The Indian Rupee (INR) edges lower on Wednesday. The US Dollar (USD) bids from foreign banks, likely on behalf of custodial clients, and the weaker Chinese Yuan weigh on the Indian currency. Additionally, a decline in local equities and a rise in crude oil prices also undermine the INR.
Nonetheless, a multi-phase trade deal between the US and India might help limit the local currency’s losses. According to Bloomberg, India is discussing a US trade deal structured in three tranches and expects to reach an interim agreement before July, when US President Donald Trump’s reciprocal tariffs are set to kick in.
Traders will monitor the speech from the Federal Reserve’s (Fed) Thomas I. Barkin later on Wednesday. On Thursday, the preliminary reading of India's Purchasing Managers Index (PMI) for May will be released.
The Indian Rupee weakens on the day. The USD/INR pair keeps the bearish vibe on the daily timeframe, with the price holding below the key 100-day Exponential Moving Average (EMA). Further consolidation or temporary recovery cannot be ruled out as the 14-day Relative Strength Index (RSI) hovers around the midline, suggesting neutral momentum in the near term.
The initial support level for USD/INR is seen at 85.34, the low of May 19. Sustained bearish pressure that could extend the drop to 85.00, the psychological level, followed by 84.61, the low of May 12.
On the flip side, the first upside barrier is located ata the 100-day EMA at 85.60. Green candlesticks busting above the mentioned level could potentially lift the pair back up to the next resistance at the 85.90-86.00 zone, which marks both the upper boundary of the trend channel and a round figure.
The Indian Rupee (INR) is one of the most sensitive currencies to external factors. The price of Crude Oil (the country is highly dependent on imported Oil), the value of the US Dollar – most trade is conducted in USD – and the level of foreign investment, are all influential. Direct intervention by the Reserve Bank of India (RBI) in FX markets to keep the exchange rate stable, as well as the level of interest rates set by the RBI, are further major influencing factors on the Rupee.
The Reserve Bank of India (RBI) actively intervenes in forex markets to maintain a stable exchange rate, to help facilitate trade.
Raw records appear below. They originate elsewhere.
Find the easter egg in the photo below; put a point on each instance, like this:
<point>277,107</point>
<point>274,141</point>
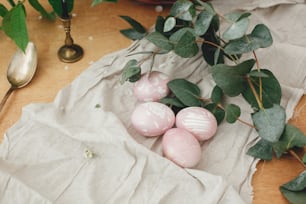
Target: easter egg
<point>151,87</point>
<point>198,121</point>
<point>152,119</point>
<point>181,147</point>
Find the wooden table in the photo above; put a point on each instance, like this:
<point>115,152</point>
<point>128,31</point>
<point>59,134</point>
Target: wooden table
<point>96,29</point>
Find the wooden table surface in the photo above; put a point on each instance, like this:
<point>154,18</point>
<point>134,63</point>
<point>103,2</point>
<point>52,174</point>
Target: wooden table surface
<point>96,29</point>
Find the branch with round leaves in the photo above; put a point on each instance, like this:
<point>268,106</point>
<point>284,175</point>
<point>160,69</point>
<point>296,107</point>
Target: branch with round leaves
<point>192,27</point>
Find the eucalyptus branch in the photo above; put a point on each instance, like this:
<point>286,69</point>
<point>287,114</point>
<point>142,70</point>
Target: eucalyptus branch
<point>218,47</point>
<point>260,80</point>
<point>259,102</point>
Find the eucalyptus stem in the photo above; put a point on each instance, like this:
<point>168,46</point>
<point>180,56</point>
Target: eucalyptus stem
<point>254,93</point>
<point>260,80</point>
<point>216,46</point>
<point>12,3</point>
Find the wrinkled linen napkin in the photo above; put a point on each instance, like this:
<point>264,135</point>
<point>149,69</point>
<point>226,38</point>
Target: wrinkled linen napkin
<point>82,149</point>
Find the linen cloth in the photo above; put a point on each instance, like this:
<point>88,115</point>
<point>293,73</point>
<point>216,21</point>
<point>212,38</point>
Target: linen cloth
<point>82,148</point>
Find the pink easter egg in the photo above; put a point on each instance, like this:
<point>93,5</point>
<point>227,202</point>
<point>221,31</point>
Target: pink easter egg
<point>198,121</point>
<point>181,147</point>
<point>151,87</point>
<point>152,118</point>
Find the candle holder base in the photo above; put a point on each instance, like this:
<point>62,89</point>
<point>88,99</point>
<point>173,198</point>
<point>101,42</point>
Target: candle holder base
<point>70,53</point>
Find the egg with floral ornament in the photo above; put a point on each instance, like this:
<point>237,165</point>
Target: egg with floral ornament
<point>152,119</point>
<point>181,147</point>
<point>198,121</point>
<point>151,86</point>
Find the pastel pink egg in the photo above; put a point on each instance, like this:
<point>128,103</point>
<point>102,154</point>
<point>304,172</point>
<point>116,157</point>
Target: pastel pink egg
<point>152,119</point>
<point>181,147</point>
<point>198,121</point>
<point>151,87</point>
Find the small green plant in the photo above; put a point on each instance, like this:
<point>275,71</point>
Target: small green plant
<point>192,27</point>
<point>14,17</point>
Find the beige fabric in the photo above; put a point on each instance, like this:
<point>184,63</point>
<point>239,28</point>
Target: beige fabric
<point>71,151</point>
In addition, the RBI tries to maintain the inflation rate at its 4% target by adjusting interest rates. Higher interest rates usually strengthen the Rupee. This is due to the role of the ‘carry trade’ in which investors borrow in countries with lower interest rates so as to place their money in countries’ offering relatively higher interest rates and profit from the difference.
Macroeconomic factors that influence the value of the Rupee include inflation, interest rates, the economic growth rate (GDP), the balance of trade, and inflows from foreign investment. A higher growth rate can lead to more overseas investment, pushing up demand for the Rupee. A less negative balance of trade will eventually lead to a stronger Rupee. Higher interest rates, especially real rates (interest rates less inflation) are also positive for the Rupee. A risk-on environment can lead to greater inflows of Foreign Direct and Indirect Investment (FDI and FII), which also benefit the Rupee.
Higher inflation, particularly, if it is comparatively higher than India’s peers, is generally negative for the currency as it reflects devaluation through oversupply. Inflation also increases the cost of exports, leading to more Rupees being sold to purchase foreign imports, which is Rupee-negative. At the same time, higher inflation usually leads to the Reserve Bank of India (RBI) raising interest rates and this can be positive for the Rupee, due to increased demand from international investors. The opposite effect is true of lower inflation.